EAP stands for Expanded Access Protocol, which is an opportunity for people with life-threatening conditions or serious diseases who are not eligible for clinical trials to gain access to an investigational product that has been shown to be safe and tolerable in early clinical trials. Investigational products offered through EAPs are currently being studied in clinical trials and are not yet approved by the FDA. To read more about expanded access, visit the FDA website.  

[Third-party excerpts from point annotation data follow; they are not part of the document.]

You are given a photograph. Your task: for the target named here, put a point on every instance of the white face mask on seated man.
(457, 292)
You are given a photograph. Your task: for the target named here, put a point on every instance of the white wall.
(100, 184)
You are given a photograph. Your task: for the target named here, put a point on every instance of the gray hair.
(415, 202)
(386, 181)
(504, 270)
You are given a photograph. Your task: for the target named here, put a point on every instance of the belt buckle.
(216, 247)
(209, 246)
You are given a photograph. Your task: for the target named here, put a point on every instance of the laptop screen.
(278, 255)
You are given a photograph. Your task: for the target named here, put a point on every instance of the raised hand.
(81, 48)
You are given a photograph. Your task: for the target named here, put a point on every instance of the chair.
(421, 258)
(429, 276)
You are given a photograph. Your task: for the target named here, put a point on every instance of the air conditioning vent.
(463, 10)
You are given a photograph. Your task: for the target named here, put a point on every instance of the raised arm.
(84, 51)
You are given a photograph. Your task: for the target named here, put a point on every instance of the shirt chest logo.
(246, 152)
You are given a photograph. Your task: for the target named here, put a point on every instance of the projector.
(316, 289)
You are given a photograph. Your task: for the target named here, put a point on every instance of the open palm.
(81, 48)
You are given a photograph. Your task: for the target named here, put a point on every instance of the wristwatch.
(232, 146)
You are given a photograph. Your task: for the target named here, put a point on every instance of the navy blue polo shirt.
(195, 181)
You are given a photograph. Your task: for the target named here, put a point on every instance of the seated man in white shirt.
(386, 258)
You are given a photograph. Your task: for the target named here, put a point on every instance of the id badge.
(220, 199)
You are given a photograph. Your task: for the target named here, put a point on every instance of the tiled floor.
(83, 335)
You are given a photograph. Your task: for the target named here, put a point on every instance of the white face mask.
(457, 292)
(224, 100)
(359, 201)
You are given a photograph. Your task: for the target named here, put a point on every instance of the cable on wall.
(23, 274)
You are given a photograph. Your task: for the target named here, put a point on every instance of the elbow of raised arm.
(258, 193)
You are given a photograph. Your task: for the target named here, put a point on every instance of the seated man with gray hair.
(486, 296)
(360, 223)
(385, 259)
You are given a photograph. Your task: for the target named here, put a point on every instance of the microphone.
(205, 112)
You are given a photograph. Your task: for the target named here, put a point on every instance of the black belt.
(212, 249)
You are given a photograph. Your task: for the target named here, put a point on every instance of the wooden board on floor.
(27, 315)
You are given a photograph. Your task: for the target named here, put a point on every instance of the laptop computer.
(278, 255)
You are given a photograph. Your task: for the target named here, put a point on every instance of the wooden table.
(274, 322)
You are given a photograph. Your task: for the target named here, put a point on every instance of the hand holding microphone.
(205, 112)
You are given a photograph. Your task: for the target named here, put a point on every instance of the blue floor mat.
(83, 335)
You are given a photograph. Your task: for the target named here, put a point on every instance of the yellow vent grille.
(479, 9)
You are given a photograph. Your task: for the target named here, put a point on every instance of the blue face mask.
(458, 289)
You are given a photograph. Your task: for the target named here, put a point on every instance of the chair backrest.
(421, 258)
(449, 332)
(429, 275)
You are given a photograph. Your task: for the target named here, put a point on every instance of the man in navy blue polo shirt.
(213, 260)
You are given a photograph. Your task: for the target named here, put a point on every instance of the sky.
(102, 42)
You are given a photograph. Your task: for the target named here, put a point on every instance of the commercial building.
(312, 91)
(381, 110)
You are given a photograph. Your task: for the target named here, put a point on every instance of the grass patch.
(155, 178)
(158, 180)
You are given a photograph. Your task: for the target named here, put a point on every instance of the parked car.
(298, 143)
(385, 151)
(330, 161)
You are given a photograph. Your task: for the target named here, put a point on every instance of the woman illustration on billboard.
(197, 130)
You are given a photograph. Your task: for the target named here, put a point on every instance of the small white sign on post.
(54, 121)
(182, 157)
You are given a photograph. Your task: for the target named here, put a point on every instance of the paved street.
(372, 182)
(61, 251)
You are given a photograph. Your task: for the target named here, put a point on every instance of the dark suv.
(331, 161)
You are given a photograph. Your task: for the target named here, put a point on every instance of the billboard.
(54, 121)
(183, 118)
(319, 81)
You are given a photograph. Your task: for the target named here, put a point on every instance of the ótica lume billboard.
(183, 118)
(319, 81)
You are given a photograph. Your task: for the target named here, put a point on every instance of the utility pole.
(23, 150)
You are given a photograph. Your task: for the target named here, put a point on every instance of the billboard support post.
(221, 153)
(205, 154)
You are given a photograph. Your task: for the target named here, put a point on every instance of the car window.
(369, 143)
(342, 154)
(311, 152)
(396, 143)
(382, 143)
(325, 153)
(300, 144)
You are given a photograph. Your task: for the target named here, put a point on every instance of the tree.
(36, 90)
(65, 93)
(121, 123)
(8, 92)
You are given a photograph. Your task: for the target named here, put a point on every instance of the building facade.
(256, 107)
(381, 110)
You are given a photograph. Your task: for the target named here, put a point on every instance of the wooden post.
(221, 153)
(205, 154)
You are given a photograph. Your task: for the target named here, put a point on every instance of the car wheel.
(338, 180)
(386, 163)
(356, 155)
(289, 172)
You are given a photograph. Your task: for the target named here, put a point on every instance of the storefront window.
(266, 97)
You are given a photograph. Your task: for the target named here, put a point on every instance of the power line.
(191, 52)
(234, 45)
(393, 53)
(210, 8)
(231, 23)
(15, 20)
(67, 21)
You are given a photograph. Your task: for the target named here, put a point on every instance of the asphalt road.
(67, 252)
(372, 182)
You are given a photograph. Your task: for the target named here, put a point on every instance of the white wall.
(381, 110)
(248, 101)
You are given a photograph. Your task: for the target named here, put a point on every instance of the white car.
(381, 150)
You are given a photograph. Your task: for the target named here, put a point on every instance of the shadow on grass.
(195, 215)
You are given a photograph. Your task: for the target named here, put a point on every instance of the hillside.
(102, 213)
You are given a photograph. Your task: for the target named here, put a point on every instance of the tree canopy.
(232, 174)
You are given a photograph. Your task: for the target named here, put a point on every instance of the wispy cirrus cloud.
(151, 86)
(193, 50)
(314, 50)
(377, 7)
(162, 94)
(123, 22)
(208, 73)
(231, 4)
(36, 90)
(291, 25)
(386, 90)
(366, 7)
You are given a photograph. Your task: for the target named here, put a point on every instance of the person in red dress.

Eligibility criteria will differ from one EAP to another depending on the unique properties of the investigational product being offered. To find out if you may be eligible to participate in an EAP, please talk to your ALS doctor or contact a research center that is offering an EAP of interest to you. Visit our webpage to explore available EAP opportunities or use the search tool on ClinicalTrials.gov

Expanded Access Protocols (EAPs) give people living with ALS who are not eligible for clinical trials the opportunity to take an investigational product (IP) while the IP is being formally tested. Participation in an EAP may also contribute to ALS research by providing safety and biomarker data. If you are interested in participating in an EAP, it is helpful to have a conversation with your ALS doctor to discuss the potential risks and benefits.

Expanded Access Protocols (EAPs) are typically funded by multiple sources, including contributions from grants, industry partners, philanthropy, and fundraising. The costs associated with an EAP include the supply, administration, and storage of the investigational product. Funding also supports the staff (clinicians, nurses, and research coordinators) who oversee clinical monitoring, in-person appointments, and virtual visits for each EAP participant. For specific information about patient care costs associated with an EAP, please talk to your clinical care team.

The best way to learn about Expanded Access Protocol (EAP) opportunities is to have a discussion with your ALS doctor and clinical care team. Your care team may be offering an EAP or may be able to provide you with information about multicenter EAPs near you.

It may be possible for a licensed medical doctor to approach a pharmaceutical company to request an EAP on behalf of his/her patient. FDA approval and factors such as financial and staffing resources may determine whether a doctor can offer an EAP at your care center. Additionally, a pharmaceutical company must be able to supply the investigational product (IP) requested for an EAP.”